Space

June 21, 2013

Aerojet Rocketdyne successfully completes first in a series of full-motion tests on America’s next rocket engine

The leading rocket engine manufacturer Aerojet Rocketdyne announced June 21 that it successfully completed the first in a series of full motion hot-fire tests on the J-2X engine at John C. Stennis Space Center in Mississippi.

NASA has selected the J-2X as the upper-stage propulsion for the evolved 143-ton (130-metric ton) Space Launch System (SLS), an advanced heavy-lift launch vehicle.

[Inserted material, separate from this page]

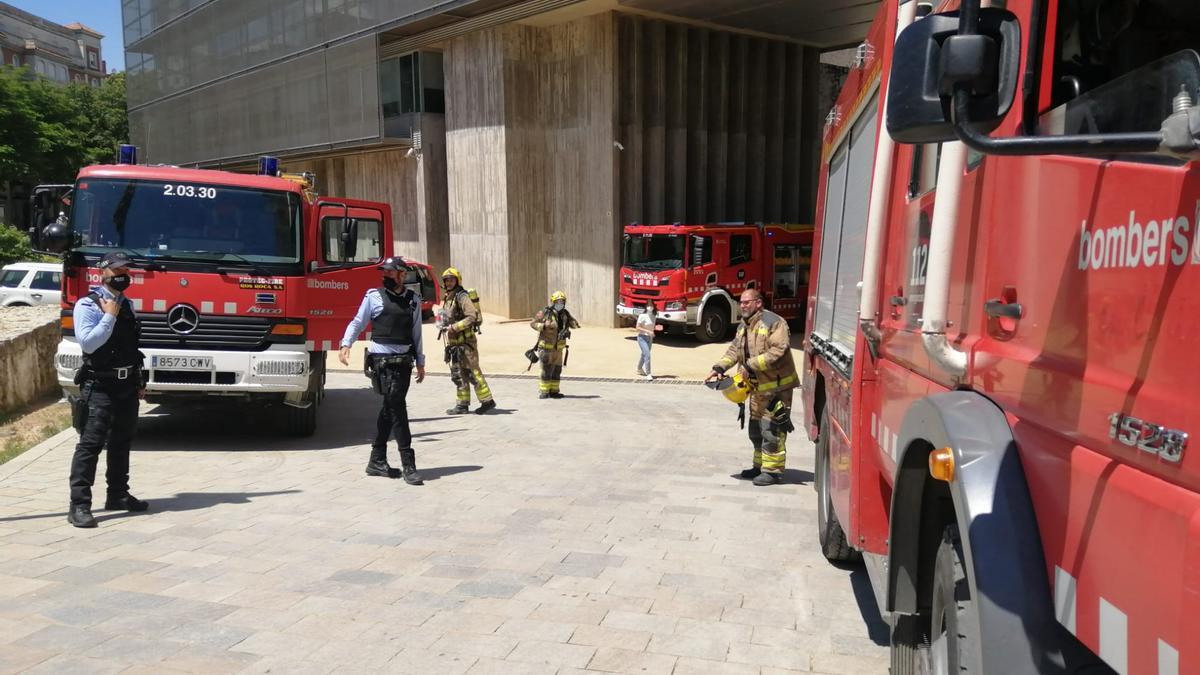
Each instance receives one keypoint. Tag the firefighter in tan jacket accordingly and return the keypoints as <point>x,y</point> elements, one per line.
<point>762,346</point>
<point>553,326</point>
<point>459,317</point>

“This successful test was extremely important in that it provided valuable information on how the engine will operate during flight as it steers humans aboard the Space Launch System to destinations beyond low-Earth orbit and ultimately to Mars,” said Walt Janowski, program manager, Aerojet Rocketdyne.

“The live fire also gives us an opportunity to ensure that the A-1 test stand, where the J-2X was gimbaled, will be ready to test the RS-25 engines, which will be used to power the core stage of the SLS in 2017.”

The A-1 test stand allowed engineers to gimbal, or pivot, the J-2X engine during a live firing, and to test the range of motion for the engine’s flexible parts. Gimbal tests on that stand were last performed on the Space Shuttle Main Engines, which powered all 135 space shuttle missions with 100 percent ascent mission success. Those engines, also called RS-25s, will return to the test stand in 2014 for use on the core stage of the SLS.